What the student visas rule actually changes

The old system was called “duration of status.” A student on an F visa was admitted for as long as their program lasted, however long that took, and campus officials handled the paperwork through the SEVIS database. That ends in September.

Under the new rule, F and J holders are admitted for the length of their program but no more than four years, with a 30-day grace period afterward — down from 60 days for F-1 students. English-language programs are capped at 24 months. Anyone needing more time must file a Form I-539 with U.S. Citizenship and Immigration Services, paying the filing fee and submitting biometrics.

That last change is the one universities are actually worried about. The four-year number makes the headlines; the transfer of extension decisions from a campus adviser to a federal adjudication queue is what touches every PhD candidate whose research runs long.

What Homeland Security says the problem is

Homeland Security Secretary Markwayne Mullin put the case for the rule in terms of abuse.

“For decades, foreign students have been admitted into the U.S. indefinitely, allowing thousands to abuse our immigration system by perpetually enrolling in courses to avoid having to leave the U.S.”

He argued the rule leaves study itself untouched. “They will still be able to continue to pursue their full course of study or exchange program,” Mullin said. “However, if they need additional time in F or J status, the burden will now be on them to request authorization directly from DHS and establish eligibility to extend their period of stay in such status,” he told The Washington Times.

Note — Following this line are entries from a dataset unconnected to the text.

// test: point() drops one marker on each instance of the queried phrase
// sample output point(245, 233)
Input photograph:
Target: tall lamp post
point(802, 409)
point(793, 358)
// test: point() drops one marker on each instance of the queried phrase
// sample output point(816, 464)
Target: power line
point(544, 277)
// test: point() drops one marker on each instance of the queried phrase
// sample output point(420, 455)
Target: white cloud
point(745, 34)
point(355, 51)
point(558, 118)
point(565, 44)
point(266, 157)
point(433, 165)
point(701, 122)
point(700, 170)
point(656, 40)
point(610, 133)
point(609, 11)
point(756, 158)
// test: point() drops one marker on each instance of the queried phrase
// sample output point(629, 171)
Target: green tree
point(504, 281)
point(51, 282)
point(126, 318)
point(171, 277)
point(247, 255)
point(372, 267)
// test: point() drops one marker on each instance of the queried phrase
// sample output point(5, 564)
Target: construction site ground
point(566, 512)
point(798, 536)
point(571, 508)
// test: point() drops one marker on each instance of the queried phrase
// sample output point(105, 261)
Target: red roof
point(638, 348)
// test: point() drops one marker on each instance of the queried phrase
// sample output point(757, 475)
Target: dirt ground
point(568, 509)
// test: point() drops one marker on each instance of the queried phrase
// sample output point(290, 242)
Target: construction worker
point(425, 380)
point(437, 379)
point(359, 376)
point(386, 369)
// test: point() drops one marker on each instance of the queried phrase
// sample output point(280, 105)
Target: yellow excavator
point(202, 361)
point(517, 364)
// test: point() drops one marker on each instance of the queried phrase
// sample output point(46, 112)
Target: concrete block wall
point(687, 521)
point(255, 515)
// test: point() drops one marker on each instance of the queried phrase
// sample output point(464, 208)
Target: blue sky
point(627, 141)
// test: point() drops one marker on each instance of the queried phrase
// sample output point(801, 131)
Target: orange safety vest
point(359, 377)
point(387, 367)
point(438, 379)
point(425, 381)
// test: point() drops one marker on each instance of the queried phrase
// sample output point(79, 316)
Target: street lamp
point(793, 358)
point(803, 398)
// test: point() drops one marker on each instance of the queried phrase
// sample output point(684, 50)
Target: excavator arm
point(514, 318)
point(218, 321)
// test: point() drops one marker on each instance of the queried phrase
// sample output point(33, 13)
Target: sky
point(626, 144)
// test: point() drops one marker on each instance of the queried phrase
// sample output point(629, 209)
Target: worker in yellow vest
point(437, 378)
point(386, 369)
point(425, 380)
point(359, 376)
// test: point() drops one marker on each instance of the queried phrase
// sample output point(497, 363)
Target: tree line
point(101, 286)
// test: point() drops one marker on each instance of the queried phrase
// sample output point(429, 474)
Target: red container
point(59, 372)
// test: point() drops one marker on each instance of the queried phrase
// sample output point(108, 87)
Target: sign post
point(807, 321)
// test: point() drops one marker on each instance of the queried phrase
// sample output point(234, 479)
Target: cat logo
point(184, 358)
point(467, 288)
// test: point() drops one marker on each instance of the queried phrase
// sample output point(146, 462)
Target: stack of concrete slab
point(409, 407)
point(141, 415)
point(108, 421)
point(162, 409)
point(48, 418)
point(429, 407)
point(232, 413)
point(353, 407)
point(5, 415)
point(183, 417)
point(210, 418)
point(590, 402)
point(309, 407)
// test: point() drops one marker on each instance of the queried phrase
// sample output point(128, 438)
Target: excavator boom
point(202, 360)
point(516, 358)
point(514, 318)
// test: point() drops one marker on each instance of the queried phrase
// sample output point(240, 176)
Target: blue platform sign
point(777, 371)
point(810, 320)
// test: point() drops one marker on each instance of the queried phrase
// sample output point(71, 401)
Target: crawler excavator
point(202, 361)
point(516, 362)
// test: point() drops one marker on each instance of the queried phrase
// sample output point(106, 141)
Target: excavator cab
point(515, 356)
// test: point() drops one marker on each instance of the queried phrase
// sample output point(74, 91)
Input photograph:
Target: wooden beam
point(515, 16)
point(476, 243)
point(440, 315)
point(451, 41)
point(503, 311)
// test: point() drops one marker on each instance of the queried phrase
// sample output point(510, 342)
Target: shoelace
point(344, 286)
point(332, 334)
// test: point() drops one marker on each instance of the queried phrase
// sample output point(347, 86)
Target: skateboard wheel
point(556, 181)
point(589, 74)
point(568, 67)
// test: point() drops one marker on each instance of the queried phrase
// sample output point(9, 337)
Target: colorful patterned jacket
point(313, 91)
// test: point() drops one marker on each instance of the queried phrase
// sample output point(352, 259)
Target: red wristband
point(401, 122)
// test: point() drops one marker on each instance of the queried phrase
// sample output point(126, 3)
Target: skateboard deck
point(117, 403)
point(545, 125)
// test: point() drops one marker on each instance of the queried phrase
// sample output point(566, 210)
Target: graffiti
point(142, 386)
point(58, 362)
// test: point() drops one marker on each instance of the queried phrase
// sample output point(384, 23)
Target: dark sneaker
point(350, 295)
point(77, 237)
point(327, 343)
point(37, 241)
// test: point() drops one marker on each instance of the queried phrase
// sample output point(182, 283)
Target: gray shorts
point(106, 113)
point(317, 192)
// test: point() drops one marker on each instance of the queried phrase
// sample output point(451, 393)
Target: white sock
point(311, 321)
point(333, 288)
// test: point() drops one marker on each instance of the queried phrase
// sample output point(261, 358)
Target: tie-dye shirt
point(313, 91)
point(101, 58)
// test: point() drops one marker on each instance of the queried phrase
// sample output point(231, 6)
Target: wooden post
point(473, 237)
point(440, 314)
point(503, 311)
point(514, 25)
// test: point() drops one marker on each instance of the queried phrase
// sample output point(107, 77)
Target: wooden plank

The department’s stated evidence is specific and small: more than 2,100 people who first entered as students between 2000 and 2010 were still in student status as of April 2026.

Universities doubt USCIS can absorb the extensions

Roughly 22,000 people filed public comments on the proposal, most of them opposed. The objection is rarely the four-year figure itself — it is the queue behind it.

Fanta Aw, CEO of NAFSA: Association of International Educators, said before the rule was finalized that she had “little faith that USCIS can actually respond to the volume and tsunami of program extensions.” She added: “If there are issues that they wish to fix, let’s talk about those and let’s find solutions…this is not the way.”

Miriam Feldblum, president and CEO of the Presidents’ Alliance on Higher Education and Immigration, said of the proposed version that it “would force them to regularly and unnecessarily submit additional applications to be able to stay in the country and fulfill requirements of their academic programs, imposing significant burdens on students, colleges and universities, and federal agencies alike.”

Delo Blough, a retired director of international services, framed the risk in enrollment terms. “If they’re going to be very strict on ‘We’re only going to give very limited cases after four years,’ then we’re going to lose a lot of [international] graduate students,” she said.

The numbers behind the argument

The United States recorded about 1.8 million student visa admissions in 2024, an 11% rise on the year, plus more than 500,000 exchange visitors in fiscal 2024. International students contributed roughly $50 billion to the economy in 2023.

Those figures cut both ways, which is why both sides cite them. A larger inflow is either a bigger enforcement problem or a bigger economic asset, depending on which lectern you are standing at. The rule does not attempt to settle that. It changes how long student visas run, and who decides whether they run any longer.

Immigration policy has been moving on several fronts at once — the Supreme Court upheld birthright citizenship earlier this year.

What happens on September 15

The rule cleared review at the Office of Management and Budget on June 17 and is subject to the Congressional Review Act, which gives Congress a window to act. Student visas already issued do not shorten overnight — students in the country will meet the new system at their next extension, not on day one.

The 2020 version died because an administration changed. This one arrives with sixty days on the clock and no such reprieve in sight.